It seems there are quite a number of duplicate file finder tools but we will try with a console tool called fdupes. Typical usage of this program.
1. Install the program.
$ sudo apt-get install fdupes
2. Create sample testing files.
$ cd /tmp $ wget http://upload.wikimedia.org/wikipedia/en/a/a9/Example.jpg -O a.jpg $ cp a.jpg b.jpeg $ touch c.jpg d.jpeg
3. Show all duplicate files.
$ fdupes -r . ./a.jpg ./b.jpeg ./c.jpg ./d.jpeg
4. Show all duplicate file but omit the first file.

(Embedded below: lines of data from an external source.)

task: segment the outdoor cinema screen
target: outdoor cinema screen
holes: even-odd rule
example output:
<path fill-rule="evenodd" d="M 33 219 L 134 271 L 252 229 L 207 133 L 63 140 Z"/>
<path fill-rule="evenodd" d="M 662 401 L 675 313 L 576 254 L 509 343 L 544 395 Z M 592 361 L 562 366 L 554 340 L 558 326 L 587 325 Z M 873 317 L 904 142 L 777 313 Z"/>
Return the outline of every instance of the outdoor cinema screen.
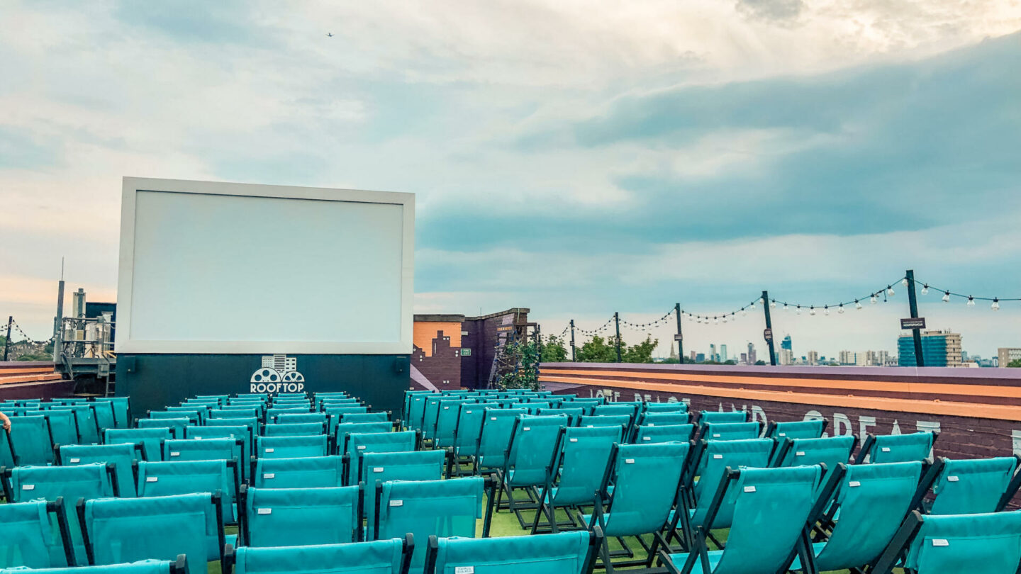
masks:
<path fill-rule="evenodd" d="M 125 178 L 117 352 L 411 350 L 415 196 Z"/>

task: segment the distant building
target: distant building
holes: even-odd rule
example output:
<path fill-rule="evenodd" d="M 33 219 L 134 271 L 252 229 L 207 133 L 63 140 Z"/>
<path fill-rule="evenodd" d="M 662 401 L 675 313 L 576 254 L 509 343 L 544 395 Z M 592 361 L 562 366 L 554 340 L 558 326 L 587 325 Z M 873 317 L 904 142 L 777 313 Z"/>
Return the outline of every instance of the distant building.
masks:
<path fill-rule="evenodd" d="M 915 340 L 911 335 L 902 335 L 896 340 L 896 350 L 901 367 L 915 367 Z M 922 357 L 926 367 L 961 367 L 961 334 L 950 331 L 926 331 L 922 333 Z"/>
<path fill-rule="evenodd" d="M 1000 367 L 1007 367 L 1008 363 L 1021 360 L 1021 348 L 1000 347 L 996 349 L 996 358 L 1000 360 Z"/>

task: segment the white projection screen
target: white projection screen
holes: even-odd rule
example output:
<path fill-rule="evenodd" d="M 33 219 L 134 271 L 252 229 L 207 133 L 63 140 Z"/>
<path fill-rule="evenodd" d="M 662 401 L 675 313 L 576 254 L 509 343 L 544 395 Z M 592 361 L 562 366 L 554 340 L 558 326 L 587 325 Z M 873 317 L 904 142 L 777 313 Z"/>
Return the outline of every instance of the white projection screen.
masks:
<path fill-rule="evenodd" d="M 415 195 L 124 179 L 116 351 L 411 351 Z"/>

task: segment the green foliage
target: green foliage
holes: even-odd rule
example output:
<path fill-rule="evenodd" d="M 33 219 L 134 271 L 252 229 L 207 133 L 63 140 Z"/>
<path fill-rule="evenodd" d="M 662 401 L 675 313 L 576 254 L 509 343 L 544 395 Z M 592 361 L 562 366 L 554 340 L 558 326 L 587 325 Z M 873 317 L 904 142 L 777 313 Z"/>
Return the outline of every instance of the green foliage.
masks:
<path fill-rule="evenodd" d="M 542 345 L 542 363 L 564 363 L 568 361 L 568 349 L 564 346 L 564 339 L 556 335 L 546 337 L 546 342 Z"/>

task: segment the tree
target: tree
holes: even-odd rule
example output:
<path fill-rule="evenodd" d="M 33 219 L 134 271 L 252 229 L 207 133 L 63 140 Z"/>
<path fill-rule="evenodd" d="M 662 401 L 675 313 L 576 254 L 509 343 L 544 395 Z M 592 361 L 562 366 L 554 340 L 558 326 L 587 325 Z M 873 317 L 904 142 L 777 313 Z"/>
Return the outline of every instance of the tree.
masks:
<path fill-rule="evenodd" d="M 564 339 L 556 335 L 546 337 L 546 342 L 542 345 L 542 363 L 564 363 L 568 360 L 568 349 L 564 346 Z"/>

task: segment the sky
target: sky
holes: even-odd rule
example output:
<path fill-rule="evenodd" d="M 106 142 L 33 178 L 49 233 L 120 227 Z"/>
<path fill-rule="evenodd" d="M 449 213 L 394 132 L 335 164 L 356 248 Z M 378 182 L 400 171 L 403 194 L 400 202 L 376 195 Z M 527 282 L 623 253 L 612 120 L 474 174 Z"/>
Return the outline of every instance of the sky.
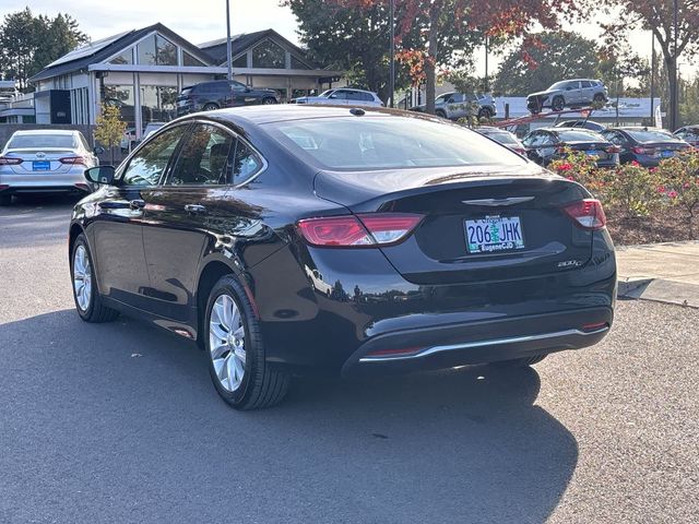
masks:
<path fill-rule="evenodd" d="M 93 40 L 116 35 L 125 31 L 145 27 L 161 22 L 192 44 L 223 38 L 226 36 L 226 4 L 224 0 L 121 0 L 99 2 L 95 0 L 32 0 L 35 14 L 66 12 L 78 20 L 81 29 Z M 24 9 L 27 1 L 0 0 L 0 19 L 7 13 Z M 179 4 L 179 5 L 178 5 Z M 181 5 L 181 7 L 180 7 Z M 603 15 L 597 15 L 602 20 Z M 280 0 L 230 0 L 232 34 L 251 33 L 273 28 L 284 37 L 298 44 L 296 19 L 288 8 L 280 7 Z M 573 24 L 565 29 L 576 31 L 583 36 L 597 39 L 600 31 L 595 22 Z M 650 59 L 651 37 L 648 32 L 637 31 L 631 35 L 633 48 Z M 498 57 L 490 58 L 490 75 L 496 71 Z M 680 60 L 680 68 L 695 71 L 695 67 Z M 476 53 L 476 74 L 484 73 L 484 52 Z"/>

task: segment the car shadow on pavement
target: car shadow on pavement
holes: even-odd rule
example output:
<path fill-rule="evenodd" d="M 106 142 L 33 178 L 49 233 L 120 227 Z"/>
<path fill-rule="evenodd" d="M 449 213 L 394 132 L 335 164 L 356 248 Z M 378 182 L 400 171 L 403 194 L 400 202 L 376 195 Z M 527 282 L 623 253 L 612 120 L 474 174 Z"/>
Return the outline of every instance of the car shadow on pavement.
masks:
<path fill-rule="evenodd" d="M 128 318 L 0 324 L 0 358 L 10 522 L 543 523 L 578 460 L 534 369 L 297 380 L 239 413 L 191 342 Z"/>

$ fdupes -r -f . ./b.jpeg ./d.jpeg
5. Similar to step 4 but delete the duplicate files and keep one copy.
$ fdupes -r -f . | grep -v '^$' | xargs rm -v removed `./b.jpeg' removed `./d.jpeg'
On a similar note, there is this interesting read on optimized way by Dupseek, an app that find duplicate files. The main strategy is just group these files by size and start comparing them by set and ignore those set with just one file.
Unfortunately, I've a hard time understand the Perl code. The closet and simplest implementation I can found is the tiny find-duplicates Python script.